Cependant, si toutefois l’arrêt n’est pas critiquable en droit il l’est dans son essence, dans sa moralité. La Cour de cassation a certes, pour mission de faire respecter le droit, mais elle sait aussi faire référence aux bonnes mœurs quand l’envie lui en prend (par exemple quand elle approuve le mari qui institue sa maîtresse légataire universelle, ne laissant à ses femme et enfant que leurs yeux pour pleurer). On l’eût su gré de faire aussi usage ici de son contrôle des bonnes mœurs…

Dans cet arrêt, la Cour refuse que soit condamné l’homme qui divulgue des photos de son ex nue. Autrement dit, on peut publier impunément des photos de son ex, dès lors qu’elle était d’accord pour que ces photos soient prises. N’empêche que la victime aie consentit ou non à cette publication.
Il s’en évince deux remarques :

Lorsque vous acceptez de vous faire prendre en photo en situation compromettante, sachez que vous acceptez en même temps que ce soit diffusé.
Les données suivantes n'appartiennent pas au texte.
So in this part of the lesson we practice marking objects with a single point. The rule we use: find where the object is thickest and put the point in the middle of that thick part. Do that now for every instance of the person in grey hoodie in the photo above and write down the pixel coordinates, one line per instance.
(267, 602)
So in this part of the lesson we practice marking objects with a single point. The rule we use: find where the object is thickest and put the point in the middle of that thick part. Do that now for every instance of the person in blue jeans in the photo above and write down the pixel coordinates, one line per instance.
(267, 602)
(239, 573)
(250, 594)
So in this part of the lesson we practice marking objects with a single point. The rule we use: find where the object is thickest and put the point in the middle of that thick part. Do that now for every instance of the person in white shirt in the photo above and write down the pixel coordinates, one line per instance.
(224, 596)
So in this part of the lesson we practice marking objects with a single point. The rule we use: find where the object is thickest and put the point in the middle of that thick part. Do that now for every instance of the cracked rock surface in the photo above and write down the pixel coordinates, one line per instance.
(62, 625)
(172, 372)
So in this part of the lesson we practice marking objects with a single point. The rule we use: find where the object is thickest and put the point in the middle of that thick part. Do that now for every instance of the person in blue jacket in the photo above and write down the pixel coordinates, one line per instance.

La loi précise même que vous n’avez pas besoin de donner explicitement votre consentement, dès lors que vous étiez en mesure de le faire et que vous ne l’avez pas fait (art. 226-1 du Code pénal). A titre illustratif, si on vous prend en photo un samedi soir vers 2 heures du matin, où vous rigolez comme une tache devant le photographe et qu’il publie cette photo sur Facebook le lendemain, vous ne pourrez rien lui reprocher au pénal ; car non seulement vous acceptez tacitement que les photos soient publiées, mais votre acceptation vaut ad vitam aeternam ; ce qui signifie : pour l’éternité.

Le droit ne tient pas compte du temps qui court, des couples qui se font et se défont dans des circonstances pas toujours heureuses. Votre ex peut donc publier à son aise, toutes les photos de vous. Le plus drôle est que, s’il vous vient à l’idée de vous en plaindre devant le juge, ce sera à vous de prouver que vous n’étiez pas consentant(e), la charge de la preuve incombant au demandeur à l’action (Actori incumbit probatio).
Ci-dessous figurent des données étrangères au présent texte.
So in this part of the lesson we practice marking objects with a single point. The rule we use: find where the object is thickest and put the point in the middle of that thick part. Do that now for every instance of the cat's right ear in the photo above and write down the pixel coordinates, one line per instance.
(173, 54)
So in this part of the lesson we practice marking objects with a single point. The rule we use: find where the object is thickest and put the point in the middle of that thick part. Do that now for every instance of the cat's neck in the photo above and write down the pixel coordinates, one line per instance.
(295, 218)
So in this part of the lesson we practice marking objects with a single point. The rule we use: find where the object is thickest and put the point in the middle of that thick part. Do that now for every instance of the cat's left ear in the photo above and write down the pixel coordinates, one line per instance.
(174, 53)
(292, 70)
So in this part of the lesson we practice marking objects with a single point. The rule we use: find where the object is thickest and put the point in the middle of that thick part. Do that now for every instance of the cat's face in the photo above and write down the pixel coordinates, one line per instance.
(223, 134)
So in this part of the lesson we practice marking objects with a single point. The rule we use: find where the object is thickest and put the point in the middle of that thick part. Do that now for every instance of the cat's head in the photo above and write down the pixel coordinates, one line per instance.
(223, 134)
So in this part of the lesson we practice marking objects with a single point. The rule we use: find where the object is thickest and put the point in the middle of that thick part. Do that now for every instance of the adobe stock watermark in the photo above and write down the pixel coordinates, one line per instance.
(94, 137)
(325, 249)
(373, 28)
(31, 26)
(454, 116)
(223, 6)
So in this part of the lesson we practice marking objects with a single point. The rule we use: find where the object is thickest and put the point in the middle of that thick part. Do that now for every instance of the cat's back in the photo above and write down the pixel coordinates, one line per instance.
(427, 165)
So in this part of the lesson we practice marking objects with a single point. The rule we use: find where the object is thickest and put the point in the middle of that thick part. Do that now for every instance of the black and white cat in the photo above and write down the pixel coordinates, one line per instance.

La solution de la chambre criminelle de la cour de cassation soulève peut-être un autre débat : celui de la transmission. 
En effet si pour la haute juridiction, la diffusion n'entre pas dans le champ de la transmission, alors en quoi consiste celle-ci? et quid du partage? puisque le tiers aux faits qui partage la publication n'a certainement pas eu l'accord de la personne dont l'image a été publiée.

Néanmoins, il faut préciser que la solution de la Cour cassation ne vaut qu’en matière pénale.
En effet, si le droit pénal ne condamne pas ces pratiques, le droit civil lui, peut le faire.

Ainsi, la victime peut obtenir des dommages-intérêts si elle fait la démonstration que la publication de la photo lui a causé un dommage en établissant le préjudice subit et le lien de causalité.

Le droit et la morale sont aux antipodes l’une de l’autre, certes. Mais cette solution pourtant conforme au droit s’avère moralement très répugnante. Ce d’autant plus que les affaires de ce genre sont appelées à se multiplier vu l’essor de l’usage des réseaux sociaux.
Au demeurant, le droit n'est pas qu'un art, il est aussi une science et "la science, sans conscience n'est que ruine de l'âme".